DNR central region enforcement manager, Greg Salo, says, “All of Minnesota is not infested. People need to understand that it’s a very small percentage of lakes realistically. It sounds like a lot because you have big bodies of water. But it’s still worth the fight. There’s a lot of our lakes that are not infested and we have to do our part as citizens to keep them from being infested.”
They say a little bit of care and extra time can prevent the spread of these invasive species.
Ann Pierce, Ecological and Water Resources section manager, says, “It doesn’t take that long to take this responsibility. All you need to do is make sure your boat is clean. You’ve taken off all the aquatic plants and animals. You’ve taken off all the mud. You’ve drained all the water out of your bait buckets; you’ve pulled all the plugs from the back of your boats and any other place where there are plugs. And that you dispose of your bait.”
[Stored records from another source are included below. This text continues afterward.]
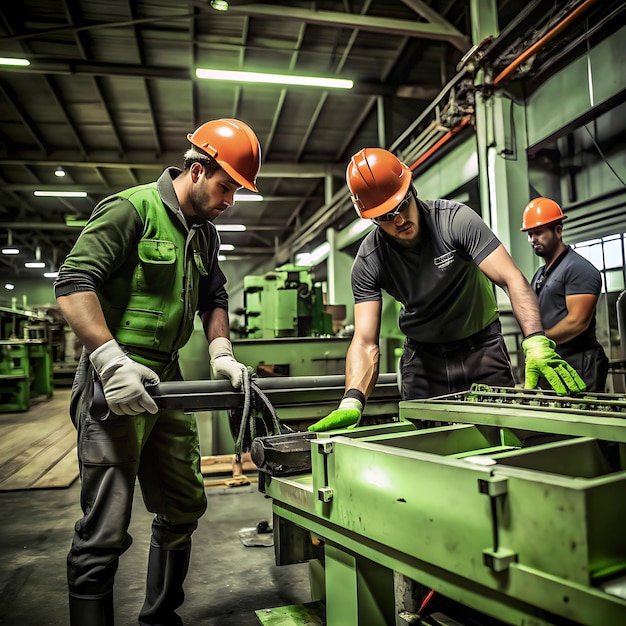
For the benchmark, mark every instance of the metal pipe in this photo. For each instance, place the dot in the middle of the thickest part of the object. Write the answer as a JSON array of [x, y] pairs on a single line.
[[205, 395]]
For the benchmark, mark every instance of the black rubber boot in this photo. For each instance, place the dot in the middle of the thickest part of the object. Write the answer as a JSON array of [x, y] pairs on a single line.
[[164, 586], [91, 610]]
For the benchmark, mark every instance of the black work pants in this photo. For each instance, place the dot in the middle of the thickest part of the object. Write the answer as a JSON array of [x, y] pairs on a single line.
[[161, 451], [430, 370]]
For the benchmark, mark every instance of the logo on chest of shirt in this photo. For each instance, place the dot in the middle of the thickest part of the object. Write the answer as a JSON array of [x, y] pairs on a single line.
[[443, 261]]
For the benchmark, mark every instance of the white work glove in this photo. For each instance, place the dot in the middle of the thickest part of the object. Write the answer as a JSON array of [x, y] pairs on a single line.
[[224, 364], [123, 380]]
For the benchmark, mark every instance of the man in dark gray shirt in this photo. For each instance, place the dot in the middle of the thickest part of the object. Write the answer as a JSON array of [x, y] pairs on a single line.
[[440, 261], [568, 287]]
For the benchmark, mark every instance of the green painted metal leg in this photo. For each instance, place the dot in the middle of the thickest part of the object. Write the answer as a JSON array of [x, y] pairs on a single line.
[[359, 592]]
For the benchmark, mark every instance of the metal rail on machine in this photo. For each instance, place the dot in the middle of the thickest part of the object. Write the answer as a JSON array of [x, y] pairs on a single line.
[[600, 415]]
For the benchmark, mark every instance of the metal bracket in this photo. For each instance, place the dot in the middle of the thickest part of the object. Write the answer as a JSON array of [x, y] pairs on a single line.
[[499, 560], [492, 487], [325, 494], [324, 446]]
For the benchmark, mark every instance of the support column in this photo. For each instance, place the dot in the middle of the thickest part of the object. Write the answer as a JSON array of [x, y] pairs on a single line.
[[502, 160], [339, 266]]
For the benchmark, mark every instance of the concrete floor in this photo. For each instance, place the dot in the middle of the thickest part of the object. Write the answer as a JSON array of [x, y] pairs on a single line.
[[227, 581]]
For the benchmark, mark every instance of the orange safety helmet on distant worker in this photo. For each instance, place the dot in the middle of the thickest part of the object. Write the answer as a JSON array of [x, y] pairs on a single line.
[[378, 181], [539, 212], [233, 144]]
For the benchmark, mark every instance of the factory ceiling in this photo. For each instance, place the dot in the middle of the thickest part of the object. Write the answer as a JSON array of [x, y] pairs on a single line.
[[111, 93]]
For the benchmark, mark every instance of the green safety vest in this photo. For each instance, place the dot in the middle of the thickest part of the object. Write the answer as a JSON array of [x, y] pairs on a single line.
[[150, 303]]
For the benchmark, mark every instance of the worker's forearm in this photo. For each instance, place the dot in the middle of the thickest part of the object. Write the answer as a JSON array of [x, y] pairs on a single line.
[[82, 311], [525, 306], [215, 323], [566, 329], [362, 367]]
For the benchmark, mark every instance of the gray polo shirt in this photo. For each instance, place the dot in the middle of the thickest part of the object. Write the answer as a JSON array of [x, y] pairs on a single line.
[[444, 296], [570, 274]]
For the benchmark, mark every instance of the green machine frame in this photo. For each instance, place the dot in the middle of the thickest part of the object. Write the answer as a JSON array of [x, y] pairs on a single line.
[[513, 507]]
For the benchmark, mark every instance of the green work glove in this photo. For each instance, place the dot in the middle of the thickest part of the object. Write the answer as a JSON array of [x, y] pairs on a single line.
[[347, 414], [542, 360]]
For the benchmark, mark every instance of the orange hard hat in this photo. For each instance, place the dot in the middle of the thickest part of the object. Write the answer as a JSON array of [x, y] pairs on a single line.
[[378, 181], [539, 212], [233, 144]]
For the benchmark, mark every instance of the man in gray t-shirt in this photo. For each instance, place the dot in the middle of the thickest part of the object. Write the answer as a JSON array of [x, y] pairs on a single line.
[[440, 261], [568, 287]]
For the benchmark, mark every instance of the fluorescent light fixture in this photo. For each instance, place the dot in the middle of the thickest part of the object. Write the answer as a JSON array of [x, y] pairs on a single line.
[[248, 197], [12, 61], [230, 228], [60, 194], [219, 5], [278, 79]]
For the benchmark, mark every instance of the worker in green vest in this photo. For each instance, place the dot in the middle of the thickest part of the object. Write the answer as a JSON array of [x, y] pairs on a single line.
[[144, 265]]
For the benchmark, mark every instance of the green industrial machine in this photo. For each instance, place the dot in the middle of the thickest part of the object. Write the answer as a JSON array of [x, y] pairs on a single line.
[[25, 360], [511, 511], [285, 303]]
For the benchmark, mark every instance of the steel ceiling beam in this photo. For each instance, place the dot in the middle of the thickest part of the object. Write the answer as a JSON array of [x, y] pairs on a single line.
[[441, 31], [148, 161]]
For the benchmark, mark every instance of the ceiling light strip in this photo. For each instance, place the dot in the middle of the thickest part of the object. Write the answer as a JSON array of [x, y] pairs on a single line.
[[278, 79]]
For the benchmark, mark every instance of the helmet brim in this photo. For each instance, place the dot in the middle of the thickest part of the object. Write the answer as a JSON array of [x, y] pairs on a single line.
[[391, 203]]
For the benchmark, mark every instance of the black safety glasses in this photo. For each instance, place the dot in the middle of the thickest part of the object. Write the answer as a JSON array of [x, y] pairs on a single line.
[[391, 215]]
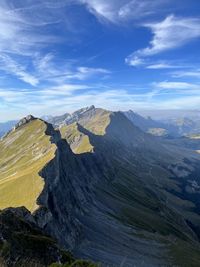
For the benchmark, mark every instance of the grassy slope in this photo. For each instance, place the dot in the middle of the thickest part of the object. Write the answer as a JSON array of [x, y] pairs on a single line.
[[23, 153], [79, 142], [96, 123]]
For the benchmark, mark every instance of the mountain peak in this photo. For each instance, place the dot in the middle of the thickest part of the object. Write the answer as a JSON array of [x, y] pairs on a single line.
[[24, 121]]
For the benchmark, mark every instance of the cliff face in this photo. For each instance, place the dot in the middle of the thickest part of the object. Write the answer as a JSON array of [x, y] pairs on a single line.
[[24, 151], [122, 203], [129, 202]]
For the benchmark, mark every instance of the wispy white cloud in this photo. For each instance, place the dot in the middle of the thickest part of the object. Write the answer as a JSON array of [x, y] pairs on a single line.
[[177, 85], [157, 66], [10, 66], [168, 34], [118, 11], [186, 73]]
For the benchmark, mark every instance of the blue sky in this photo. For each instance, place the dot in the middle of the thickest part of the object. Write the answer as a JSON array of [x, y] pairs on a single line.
[[58, 56]]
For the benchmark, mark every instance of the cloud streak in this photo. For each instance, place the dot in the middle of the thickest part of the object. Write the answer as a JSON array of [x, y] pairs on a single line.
[[172, 32]]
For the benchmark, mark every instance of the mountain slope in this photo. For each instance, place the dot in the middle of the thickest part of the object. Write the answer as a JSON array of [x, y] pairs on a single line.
[[6, 126], [23, 244], [129, 194], [132, 201], [23, 153]]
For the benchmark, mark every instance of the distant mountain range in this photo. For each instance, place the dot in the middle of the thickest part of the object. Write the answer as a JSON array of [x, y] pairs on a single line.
[[105, 189]]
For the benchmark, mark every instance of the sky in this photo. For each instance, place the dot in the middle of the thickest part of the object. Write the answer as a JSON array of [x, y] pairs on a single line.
[[58, 56]]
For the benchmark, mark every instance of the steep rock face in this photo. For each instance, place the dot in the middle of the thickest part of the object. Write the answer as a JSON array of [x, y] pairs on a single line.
[[23, 153], [127, 203], [124, 203], [23, 244]]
But making sure just your boat is clean isn’t enough to prevent invasive species from spreading. It takes the lake community to ensure the safety and health of the lake.
Don Lewandowski, boater from Sartell, Minnesota, says, “They didn’t want outside boats coming on that lake, because you’re bringing in, the possibility of bringing in milfoil and mussels, zebra mussels. ”
The DNR says so far this summer they’ve found over 1,300 violations with aquatic plants or animals on their boats or equipment. They say tickets for a violation range between $100 and $500 dollars.
Salo says, “The most common violation we’re seeing is failing to remove the drain plug. And that drain plug has to stay out during transport. It was our number one violation last year, it’s our number one violation this year.”
The DNR says Minnesota has 175 bodies of water invested with zebra mussels and most of them have signs indicating they do.